For me, Tixall is one of the most interesting sights in Staffordshire.
The Gatehouse today stands curious and alone, an ancient sight of Elizabethan magnificence in the middle of a field and a defiant remnant of a bygone age and the last remaining trace of an old Great Hall, once home to an infamous prisoner, Mary, Queen of Scots.
The medieval manor house was replaced by Sir Edward Aston, High Sheffif of Staffordshire in 1555 and Gatehouse was built in 1580 by Sir Walter Aston
Described by Sampson Erdeswick in 1598 as “one of the fairest pieces of work made of late times in all these counties“, she has seen the rise and fall, the plotting and scheming, the loves and losses, of many great families.
Most famously, Mary Queen of Scots was imprisoned at Tixall Hall for two weeks in 1586 while her prison rooms at Chartley were searched and her secret papers seized.
Her jailer Amias Paulet had gone to assess the hall in September 1585 as a more permanent residence. Paulet thought the house was suitable but argued it would be a pity to make Sir Walter and his household of 100 persons move out, as his high standing and religion was good for the region. Aston argued that the move would disturb his farming and he would be forced to sell his sixty cattle and his plough oxen.
As she left Tixall, Mary is reported to have wept to the poor gathered at the gates, “I have nothing for you, I am a beggar as well as you, all is taken from me.”
To think of all of the people who have passed under this very archway and who’s footsteps have smoothed the cobble stones and echoed off the walls, the place is now silent, providing shelter in the middle of the field under the great rooms of the gatehouse.

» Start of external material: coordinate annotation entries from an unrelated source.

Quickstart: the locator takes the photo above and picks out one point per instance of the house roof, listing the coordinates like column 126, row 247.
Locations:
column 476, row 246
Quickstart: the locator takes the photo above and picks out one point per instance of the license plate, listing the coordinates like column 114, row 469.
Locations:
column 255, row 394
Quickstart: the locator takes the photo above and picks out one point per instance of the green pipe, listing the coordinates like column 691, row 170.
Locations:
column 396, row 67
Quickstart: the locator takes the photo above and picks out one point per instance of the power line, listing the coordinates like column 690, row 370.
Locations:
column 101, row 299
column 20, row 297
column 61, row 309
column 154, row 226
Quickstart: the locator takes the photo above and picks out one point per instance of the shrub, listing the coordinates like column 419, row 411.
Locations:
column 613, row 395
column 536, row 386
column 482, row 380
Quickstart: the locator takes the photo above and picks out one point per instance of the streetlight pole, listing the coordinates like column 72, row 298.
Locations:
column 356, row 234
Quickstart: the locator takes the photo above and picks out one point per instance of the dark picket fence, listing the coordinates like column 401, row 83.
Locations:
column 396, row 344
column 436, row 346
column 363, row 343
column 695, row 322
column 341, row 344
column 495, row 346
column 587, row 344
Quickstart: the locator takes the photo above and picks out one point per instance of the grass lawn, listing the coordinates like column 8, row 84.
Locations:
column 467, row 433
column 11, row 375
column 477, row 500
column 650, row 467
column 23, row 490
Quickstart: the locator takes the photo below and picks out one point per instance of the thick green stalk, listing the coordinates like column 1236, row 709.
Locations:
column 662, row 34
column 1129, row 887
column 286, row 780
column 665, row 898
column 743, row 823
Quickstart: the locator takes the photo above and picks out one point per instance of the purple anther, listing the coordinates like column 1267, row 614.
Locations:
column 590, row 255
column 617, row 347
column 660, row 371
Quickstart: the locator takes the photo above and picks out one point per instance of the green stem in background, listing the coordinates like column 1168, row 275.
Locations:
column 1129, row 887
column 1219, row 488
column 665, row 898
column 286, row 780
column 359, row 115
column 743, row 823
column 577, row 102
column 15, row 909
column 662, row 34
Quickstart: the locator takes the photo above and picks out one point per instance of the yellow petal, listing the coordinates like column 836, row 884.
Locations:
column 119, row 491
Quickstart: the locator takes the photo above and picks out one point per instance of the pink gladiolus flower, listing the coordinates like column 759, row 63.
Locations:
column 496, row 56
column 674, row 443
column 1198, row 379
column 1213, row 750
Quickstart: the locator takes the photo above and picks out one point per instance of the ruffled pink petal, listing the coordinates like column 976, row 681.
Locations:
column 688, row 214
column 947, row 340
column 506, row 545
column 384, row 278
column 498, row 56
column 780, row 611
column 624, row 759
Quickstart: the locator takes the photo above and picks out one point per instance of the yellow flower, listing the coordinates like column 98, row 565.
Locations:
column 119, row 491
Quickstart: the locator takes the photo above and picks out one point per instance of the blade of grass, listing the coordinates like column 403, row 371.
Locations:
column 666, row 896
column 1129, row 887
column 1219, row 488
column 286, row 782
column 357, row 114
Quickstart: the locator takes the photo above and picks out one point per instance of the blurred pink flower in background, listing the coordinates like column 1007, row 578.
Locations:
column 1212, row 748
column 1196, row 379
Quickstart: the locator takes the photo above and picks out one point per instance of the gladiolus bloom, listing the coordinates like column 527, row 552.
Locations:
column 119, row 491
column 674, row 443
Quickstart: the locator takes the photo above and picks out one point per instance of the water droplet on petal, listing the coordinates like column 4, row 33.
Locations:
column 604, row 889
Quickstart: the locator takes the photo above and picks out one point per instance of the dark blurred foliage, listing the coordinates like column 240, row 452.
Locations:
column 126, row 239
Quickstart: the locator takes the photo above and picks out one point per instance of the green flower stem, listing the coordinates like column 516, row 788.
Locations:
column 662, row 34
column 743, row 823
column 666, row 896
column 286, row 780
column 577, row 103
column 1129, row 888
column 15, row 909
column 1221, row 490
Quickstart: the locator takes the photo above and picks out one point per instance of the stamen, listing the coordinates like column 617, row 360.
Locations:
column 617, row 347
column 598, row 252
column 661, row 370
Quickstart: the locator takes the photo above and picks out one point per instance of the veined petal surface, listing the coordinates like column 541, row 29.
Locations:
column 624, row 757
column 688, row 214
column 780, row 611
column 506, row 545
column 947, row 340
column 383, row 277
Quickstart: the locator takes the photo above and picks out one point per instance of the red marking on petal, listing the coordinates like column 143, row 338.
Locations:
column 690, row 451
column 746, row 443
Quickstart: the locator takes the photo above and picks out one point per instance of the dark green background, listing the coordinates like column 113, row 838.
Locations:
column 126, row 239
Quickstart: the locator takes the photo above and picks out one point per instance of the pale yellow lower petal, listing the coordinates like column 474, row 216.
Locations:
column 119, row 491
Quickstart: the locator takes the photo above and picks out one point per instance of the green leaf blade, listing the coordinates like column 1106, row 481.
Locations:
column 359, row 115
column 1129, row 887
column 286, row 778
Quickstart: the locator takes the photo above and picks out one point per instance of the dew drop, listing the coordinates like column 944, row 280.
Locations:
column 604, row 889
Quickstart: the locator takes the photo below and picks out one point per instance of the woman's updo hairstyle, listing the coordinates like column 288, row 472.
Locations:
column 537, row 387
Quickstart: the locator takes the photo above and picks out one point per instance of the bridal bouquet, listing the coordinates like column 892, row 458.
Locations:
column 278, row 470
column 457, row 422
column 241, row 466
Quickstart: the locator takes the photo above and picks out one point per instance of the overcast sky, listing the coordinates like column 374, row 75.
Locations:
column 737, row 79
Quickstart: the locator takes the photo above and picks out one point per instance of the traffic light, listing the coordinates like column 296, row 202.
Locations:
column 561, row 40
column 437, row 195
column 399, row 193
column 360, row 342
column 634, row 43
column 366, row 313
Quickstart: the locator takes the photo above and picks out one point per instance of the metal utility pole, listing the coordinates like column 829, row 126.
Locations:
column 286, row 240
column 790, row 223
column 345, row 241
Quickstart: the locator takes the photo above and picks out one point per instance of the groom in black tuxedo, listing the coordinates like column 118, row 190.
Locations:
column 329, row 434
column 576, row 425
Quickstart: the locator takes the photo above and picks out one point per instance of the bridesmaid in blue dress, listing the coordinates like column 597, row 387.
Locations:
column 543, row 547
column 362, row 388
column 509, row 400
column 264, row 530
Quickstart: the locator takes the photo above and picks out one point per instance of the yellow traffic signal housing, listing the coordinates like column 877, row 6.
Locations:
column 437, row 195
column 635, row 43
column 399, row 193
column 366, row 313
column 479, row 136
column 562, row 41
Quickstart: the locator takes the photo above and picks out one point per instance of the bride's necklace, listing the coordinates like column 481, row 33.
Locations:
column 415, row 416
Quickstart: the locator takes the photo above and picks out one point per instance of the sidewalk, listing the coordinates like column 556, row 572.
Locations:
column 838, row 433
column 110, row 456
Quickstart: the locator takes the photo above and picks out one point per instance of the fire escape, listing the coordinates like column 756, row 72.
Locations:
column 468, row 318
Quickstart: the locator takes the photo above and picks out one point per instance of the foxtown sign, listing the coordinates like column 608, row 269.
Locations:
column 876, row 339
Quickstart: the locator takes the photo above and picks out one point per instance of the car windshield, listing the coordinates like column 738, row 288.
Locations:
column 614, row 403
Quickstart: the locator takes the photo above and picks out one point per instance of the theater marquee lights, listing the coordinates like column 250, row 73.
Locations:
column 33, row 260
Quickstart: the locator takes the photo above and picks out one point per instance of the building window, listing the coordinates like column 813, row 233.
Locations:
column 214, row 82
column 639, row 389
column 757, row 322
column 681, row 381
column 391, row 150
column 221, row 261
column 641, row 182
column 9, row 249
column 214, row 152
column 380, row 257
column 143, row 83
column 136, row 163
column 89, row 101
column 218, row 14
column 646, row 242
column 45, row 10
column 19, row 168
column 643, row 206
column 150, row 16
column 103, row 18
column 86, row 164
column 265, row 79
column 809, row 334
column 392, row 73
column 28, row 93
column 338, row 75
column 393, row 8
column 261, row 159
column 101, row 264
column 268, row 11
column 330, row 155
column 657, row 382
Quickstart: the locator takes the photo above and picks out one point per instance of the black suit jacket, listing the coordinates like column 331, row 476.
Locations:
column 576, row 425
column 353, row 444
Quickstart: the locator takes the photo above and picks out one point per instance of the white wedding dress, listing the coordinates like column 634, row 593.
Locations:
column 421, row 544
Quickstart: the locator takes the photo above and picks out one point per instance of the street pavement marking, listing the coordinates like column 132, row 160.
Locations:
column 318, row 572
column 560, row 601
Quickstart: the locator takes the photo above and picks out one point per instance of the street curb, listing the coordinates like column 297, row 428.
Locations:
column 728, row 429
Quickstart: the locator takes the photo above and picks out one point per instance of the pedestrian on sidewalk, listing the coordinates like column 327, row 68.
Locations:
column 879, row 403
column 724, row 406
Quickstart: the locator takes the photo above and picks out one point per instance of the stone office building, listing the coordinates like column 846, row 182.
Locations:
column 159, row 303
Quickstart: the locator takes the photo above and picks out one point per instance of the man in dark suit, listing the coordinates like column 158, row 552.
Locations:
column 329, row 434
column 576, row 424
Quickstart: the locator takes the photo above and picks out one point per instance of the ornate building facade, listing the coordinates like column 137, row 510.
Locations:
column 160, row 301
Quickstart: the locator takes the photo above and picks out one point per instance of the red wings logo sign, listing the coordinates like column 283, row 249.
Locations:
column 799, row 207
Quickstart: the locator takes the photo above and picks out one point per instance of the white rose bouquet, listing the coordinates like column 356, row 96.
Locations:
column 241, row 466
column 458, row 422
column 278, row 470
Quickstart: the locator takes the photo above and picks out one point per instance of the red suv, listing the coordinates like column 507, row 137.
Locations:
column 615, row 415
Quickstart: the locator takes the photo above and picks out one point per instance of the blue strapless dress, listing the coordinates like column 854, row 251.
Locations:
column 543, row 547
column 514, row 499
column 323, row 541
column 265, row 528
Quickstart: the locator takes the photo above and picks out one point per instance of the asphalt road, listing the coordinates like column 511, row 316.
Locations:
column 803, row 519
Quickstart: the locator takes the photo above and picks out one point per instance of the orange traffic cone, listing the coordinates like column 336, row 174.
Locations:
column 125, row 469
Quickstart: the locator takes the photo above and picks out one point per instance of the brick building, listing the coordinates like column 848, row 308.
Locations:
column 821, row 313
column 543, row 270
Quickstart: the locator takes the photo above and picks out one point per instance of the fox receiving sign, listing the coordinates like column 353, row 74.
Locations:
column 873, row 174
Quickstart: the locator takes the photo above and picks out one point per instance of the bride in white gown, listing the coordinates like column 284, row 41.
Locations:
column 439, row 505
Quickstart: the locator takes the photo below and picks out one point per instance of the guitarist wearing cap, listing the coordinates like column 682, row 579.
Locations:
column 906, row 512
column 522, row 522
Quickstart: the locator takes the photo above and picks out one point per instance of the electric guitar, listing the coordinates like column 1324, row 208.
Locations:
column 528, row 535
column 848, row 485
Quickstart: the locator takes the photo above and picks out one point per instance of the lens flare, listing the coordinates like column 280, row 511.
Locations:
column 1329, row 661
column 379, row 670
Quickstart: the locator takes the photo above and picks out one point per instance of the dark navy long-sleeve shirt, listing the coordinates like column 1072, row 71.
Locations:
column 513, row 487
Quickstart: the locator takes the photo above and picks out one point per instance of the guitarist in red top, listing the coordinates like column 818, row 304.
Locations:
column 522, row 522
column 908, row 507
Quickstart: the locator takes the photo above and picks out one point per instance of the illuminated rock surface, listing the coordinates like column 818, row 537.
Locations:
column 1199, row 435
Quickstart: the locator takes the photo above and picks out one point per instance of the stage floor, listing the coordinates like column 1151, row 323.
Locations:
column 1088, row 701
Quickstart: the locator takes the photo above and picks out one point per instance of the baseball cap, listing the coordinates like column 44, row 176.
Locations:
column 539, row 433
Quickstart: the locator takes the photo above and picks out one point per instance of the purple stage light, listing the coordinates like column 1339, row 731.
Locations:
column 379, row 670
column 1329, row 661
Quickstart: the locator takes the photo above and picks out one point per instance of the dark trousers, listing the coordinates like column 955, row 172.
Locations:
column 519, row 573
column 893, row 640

There are now many portraits of Mary in the rooms at the Gatehouse, including a small sober print of her which looks down upon the beautiful bath tub in the turret bathroom, as if to remind bathers to gather their rosebuds whilst they may. I find it profoundly moving to think of all the days and all the lives this building has seen – grand to lowly, happiness to the deepest sorrow – and all those it continues to see.